Narrowing the gap for palliative care in Nepal
One afternoon this week in Kathmandu, the general ward at Hospice Nepal is eerily silent. Aside from muffled noise from a tv set across the room, the only other sound is of patients breathing heavily.
Some were fast asleep, others wide awake, but all had been bedridden for months. A patient suffering from terminal lung cancer near the window is unconscious, and is here for end-of-life care when therapy became too difficult.
Next to her, another patient is glaring at the ceiling. Seven painstaking rounds of chemotherapy for ovarian cancer has left her frail.
In Nepal, more than 70% of adults and 80% of children with cancer die because of it. Today, two thirds of deaths in the country are due to non-communicable diseases including cardiovascular or chronic respiratory ailments and cancer. Yet specialised end-of-life care is rare and concentrated in cities like Kathmandu and Bhaktapur.
One non-profit trying to fill the gap is Hospice Nepal, which has been working since 2014 to offer palliative care in rural areas of Makwanpur, training caregivers from the locality and connecting them through telemedicine with specialised doctors.
Palliative care is still a little known concept in Nepal where the elderly and sick used to be taken care of by relatives. But with the breakdown of the joint family structure, an ageing population, and as most seniors live alone with their children and grandchildren abroad, the need for hospice care has grown.
The responsibility of caring for the elderly and infirm still rests largely on the family, and there is little social or government support. In fact, the First and Second Long Term Health Plans of the Government of Nepal did not even mention palliative care.
It was only in the National Health Policy 2076 four years ago that palliative care was for the first time given the same priority as preventive and curative care.
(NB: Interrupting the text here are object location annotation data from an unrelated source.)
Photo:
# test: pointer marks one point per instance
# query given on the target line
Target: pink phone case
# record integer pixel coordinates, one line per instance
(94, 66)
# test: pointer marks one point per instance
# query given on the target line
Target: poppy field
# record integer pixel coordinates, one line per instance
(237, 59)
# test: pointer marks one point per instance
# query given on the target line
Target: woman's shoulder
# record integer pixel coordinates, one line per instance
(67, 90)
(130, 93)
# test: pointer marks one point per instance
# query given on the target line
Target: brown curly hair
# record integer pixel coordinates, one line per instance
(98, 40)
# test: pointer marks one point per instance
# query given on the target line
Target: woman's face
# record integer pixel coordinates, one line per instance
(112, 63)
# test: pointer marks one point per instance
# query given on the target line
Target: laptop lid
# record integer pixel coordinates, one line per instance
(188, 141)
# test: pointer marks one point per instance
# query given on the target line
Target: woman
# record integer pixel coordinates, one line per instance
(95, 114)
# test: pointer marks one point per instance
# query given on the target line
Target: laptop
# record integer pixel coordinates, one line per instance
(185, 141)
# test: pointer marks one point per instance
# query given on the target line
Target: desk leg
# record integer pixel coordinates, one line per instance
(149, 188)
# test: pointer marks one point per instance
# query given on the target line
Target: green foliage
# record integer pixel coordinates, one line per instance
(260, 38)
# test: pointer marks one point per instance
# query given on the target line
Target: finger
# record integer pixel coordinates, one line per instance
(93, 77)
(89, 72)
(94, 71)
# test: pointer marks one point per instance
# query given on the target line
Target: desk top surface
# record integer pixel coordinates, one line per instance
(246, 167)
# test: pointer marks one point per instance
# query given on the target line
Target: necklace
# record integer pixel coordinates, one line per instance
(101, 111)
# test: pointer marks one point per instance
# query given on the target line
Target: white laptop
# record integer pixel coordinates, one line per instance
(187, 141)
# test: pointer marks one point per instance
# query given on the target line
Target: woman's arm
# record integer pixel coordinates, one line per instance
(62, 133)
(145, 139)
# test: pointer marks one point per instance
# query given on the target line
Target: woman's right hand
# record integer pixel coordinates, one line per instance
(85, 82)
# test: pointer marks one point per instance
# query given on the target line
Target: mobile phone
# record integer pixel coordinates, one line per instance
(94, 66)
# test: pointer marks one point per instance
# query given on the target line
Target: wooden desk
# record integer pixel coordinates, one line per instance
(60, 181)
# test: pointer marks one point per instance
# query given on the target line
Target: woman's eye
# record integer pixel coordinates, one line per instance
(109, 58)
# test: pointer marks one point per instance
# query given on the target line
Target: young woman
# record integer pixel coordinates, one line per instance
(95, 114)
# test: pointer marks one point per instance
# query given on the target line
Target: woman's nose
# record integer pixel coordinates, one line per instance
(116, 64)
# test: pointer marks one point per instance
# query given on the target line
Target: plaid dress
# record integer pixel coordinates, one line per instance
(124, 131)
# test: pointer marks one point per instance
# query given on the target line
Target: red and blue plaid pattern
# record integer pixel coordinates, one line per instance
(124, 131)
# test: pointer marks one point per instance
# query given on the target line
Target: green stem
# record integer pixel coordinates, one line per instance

Even then, little has been done by the state to inform the public about this form of service, and the role it can play for a comfortable end of life.
Says Rajesh Gongal, a physician at Hospice Nepal: “Despite a lack of government effort, in the past 23 years we have seen more attention being paid to palliative care in the country. More patients are choosing to die peacefully in a hospice than in hospital.”
Gongal’s focus is not on curing disease but on easing symptoms, which may include anything from constipation and anxiety to severe pain and discomfort.
“Good hospice care involves using treatments to improve quality of life, not more intrusive interventions,” he adds.
The World Health Organization (WHO) recognises palliative care under the basic human right to health. By this standard alone, many Nepalis are already deprived of this right because they do not have the means or access to care close to home.
“In rural localities, basic palliative care is provided in public district hospitals and community hospices, but these are out of reach of most Nepalis and they can only reach it by travelling long distances over difficult terrain,” says Indira Sanjel, a nurse working at Hospice Nepal.
The demand for palliative care is growing and Hospice Nepal plans to expand to a larger facility on the outskirts of the Valley to provide support for more terminally ill patients.
This new project also envisions setting up a training hub for both under-graduate and postgraduate professional health education programs. Making use of Project ECHO (Extension of Community Healthcare Outcomes) and by establishing close ties with the Ministry of Health, it seeks to improve access to end-of-life care training and expertise across Nepal’s government health system.
“Our vision is to set a national standard for excellence in palliative care,” explains Gangal. “The national training centre will cater to doctors, nurses and rural health professionals. We want people to look at palliative care as an intrinsic part of health and well being for the terminally ill, not as an optional luxury for only the well off.”
Several months ago, a 55-year-old patient had come to Hospice Nepal with an inoperable cancer in his larynx which had left him unable to breathe. So in a procedure called tracheotomy, surgeons had inserted a tube through his neck to provide a different airway.
He could not speak, and so communicated on paper, and was also a skilled artist. After being treated for pain relief, he wanted to continue painting and the Hospice provided him with the material.
“He painted a portrait of a fellow patient, and even in his final days he sat with a brush in his hands,” recalls Gongal. "That was a remarkable moment to witness as a doctor.”
Part of the reason most patients at Hospice Nepal are comfortable despite disease is because they are given painkillers like morphine. “This allows patients and their families to share their last days together in a relatively tranquil way,” adds nurse Sanjel.
Aggressive care such as radiotherapy and repeated ICU visits still dominate end of life treatment in Nepal. But patients receiving such interventions usually experience more pain, and die sooner. In the process, even their families experience more doubt and trauma, research has shown.
But when end-of-life care starts soon after a diagnosis, patients have less depression and live longer, as shown by a study of people with malignant lung cancer.
“As families become more nuclear, and youth migration leaves the elderly alone in the country, palliative care in hospices will become increasingly unavoidable in Nepal,” says Gongal. “We are only trying to bridge the gap between those with access to facilities and those without. But ultimately, we need government action.”